El escritor norteamericano Richard Ford escribe en el inicio de su última novela («Sé mía». Anagrama mayo 2024), a través de su alter ego, el promotor inmobiliario Frank Bascombe, que «últimamente, me ha dado por pensar en la felicidad más que antes». A continuación, repasa su vida: perdió un hijo, a sus padres y algún que otro ser querido; ha pasado por dos divorcios; ha superado un cáncer; recibió un disparo en el pecho del que se recuperó milagrosamente, y ha superado huracanes y una depresión… Su conclusión es que «la felicidad es lo que no es una lacerante infelicidad», algo metafísicamente imposible ya que por muy felices que nos sintamos, siempre surge algún elemento perturbador (¿otra champions, quizás? ) que la va a poner en cuestión, vamos, que nunca experimentaremos una felicidad completa.

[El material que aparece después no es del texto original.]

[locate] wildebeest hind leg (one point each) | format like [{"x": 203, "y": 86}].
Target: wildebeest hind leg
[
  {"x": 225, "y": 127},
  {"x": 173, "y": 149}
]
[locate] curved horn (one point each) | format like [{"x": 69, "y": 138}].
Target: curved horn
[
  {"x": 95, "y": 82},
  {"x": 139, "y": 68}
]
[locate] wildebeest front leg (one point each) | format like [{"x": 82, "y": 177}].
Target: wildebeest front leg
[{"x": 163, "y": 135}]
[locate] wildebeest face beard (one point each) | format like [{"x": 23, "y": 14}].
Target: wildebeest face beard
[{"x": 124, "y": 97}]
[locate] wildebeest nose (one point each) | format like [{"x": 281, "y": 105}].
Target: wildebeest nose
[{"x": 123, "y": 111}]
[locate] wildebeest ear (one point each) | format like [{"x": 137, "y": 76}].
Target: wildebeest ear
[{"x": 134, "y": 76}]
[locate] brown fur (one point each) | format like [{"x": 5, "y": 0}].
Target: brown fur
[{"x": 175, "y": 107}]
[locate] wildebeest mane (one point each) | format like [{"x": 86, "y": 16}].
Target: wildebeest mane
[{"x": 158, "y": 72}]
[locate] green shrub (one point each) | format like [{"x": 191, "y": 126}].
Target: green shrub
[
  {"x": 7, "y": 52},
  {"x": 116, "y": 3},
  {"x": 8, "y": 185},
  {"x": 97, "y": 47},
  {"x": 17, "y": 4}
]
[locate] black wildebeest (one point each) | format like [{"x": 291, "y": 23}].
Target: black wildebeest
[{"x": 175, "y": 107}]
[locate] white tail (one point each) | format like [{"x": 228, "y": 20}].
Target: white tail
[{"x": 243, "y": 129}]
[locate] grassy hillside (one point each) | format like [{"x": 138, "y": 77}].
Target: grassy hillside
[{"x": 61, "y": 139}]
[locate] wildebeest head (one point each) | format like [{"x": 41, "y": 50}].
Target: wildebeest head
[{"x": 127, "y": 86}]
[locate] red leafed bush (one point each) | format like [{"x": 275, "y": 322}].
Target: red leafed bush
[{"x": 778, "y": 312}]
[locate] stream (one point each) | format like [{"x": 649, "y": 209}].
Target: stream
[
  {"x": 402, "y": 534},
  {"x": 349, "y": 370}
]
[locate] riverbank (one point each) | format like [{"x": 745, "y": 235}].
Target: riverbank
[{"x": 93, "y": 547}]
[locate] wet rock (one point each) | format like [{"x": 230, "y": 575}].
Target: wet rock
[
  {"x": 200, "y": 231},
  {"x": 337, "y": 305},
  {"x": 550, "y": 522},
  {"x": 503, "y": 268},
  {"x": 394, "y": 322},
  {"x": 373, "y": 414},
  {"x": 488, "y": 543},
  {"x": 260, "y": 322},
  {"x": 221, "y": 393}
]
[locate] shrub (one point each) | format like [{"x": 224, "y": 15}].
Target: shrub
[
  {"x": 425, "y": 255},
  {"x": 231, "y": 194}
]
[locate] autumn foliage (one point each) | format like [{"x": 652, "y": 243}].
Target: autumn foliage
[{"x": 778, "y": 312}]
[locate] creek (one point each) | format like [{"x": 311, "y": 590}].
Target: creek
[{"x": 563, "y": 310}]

Si saco a colación al autor de «El periodista deportivo» es precisamente porque el ullastre me ha llevado por ahí y porque me ayuda a introducirme en un tema de suma trascendencia, tanto en la vida personal como en la colectiva: la relevancia de saber elegir, ante cualquier tesitura, «el mal menor», es decir, la opción menos mala. Y es que no existen las alternativas salvíficas, solo remedios pasajeros a nuestras recurrentes decepciones, por eso cuando uno practica el deporte de la inmersión en la cabina electoral conviene encerrar las emociones bajo siete llaves y depositar en la urna la papeleta de quienes intuyamos van a tener menos posibilidades de hacer daño al país en general.
En el plano personal, todas estas teorías sobre que «solo el cielo es tu límite», «tu enfermedad te hará más fuerte» y demás retahíla de lugares comunes de las modernas teorías positivistas no son más que puentes de plata hacia la frustración y el desengaño, como afirma la ensayista norteamericana Bárbara Ehrenreich en su imprescindible libro «Sonríe o muere» (Edit Turner Noema 2011): «Ser positivo no es tanto un estado anímico o mental como un elemento ideológico: Así es como los estadounidenses interpretan el mundo, y así es como creen que se ha de funcionar en él…»
Pues mire usted, señor positivo, no. Todos tenemos nuestras limitaciones y conocerlas bien y obrar en consecuencia nos va a librar de múltiples desengaños. Por ejemplo, hay mucho optimista suelto que cree que la democracia es un especie de flauta mágica cuyos sones nos llevan a una Arcadia feliz de ciudadanos ejemplares conducidos por líderes escrupulosamente honestos y capaces que conforman una sociedad digamos que políticamente correcta, a base de unos valores compartidos, que van variando con los cambios sociales. Así, el actual movimiento conservador, que ha emprendido la llamada guerra cultural contra los valores socialdemócratas, nos quiere hacer creer que hay una hegemonía cultural progresista que se extiende a todo: economía, libertad, familia, sexualidad, y que por tanto hay que darle la batalla desde el sentido común (?).
Resumiendo:
- Cuidado con las teoría positivistas del tipo que cualquier desgracia que sufras te hará mejor persona, lo más probable es que haga de ti un tipo cabreado y malhumorado. Es por eso por lo que los optimistas que piensan que con ellos al mando todo iría bien siempre están frustrados y con cara de mala leche (Trump de nuevo, el ejemplo más preclaro).
-La democracia no es una fórmula mágica para resolver problemas colectivos sino un método ingenioso (el único) para tratar de solucionar pacíficamente nuestras diferencias.
-Tanto en la vida individual como en la colectiva conviene adscribirse a la teoría del malmenorismo, es decir elegir siempre el mal menor, y dejar de somniar truites.
-Y no se engañen, los valores han cambiado. Puede que hubiera una fase histórica con mayor prestigio social de los valores «progres» sobre los «fachas», pero prueben hoy día en cualquier tertulia de defender algún aspecto positivo, uno solo, de las políticas de la izquierda en el poder ( ¿algún dato económico, quizás? ), o si es usted decididamente temerario, del señor Sánchez en particular. No les arriendo la ganancia.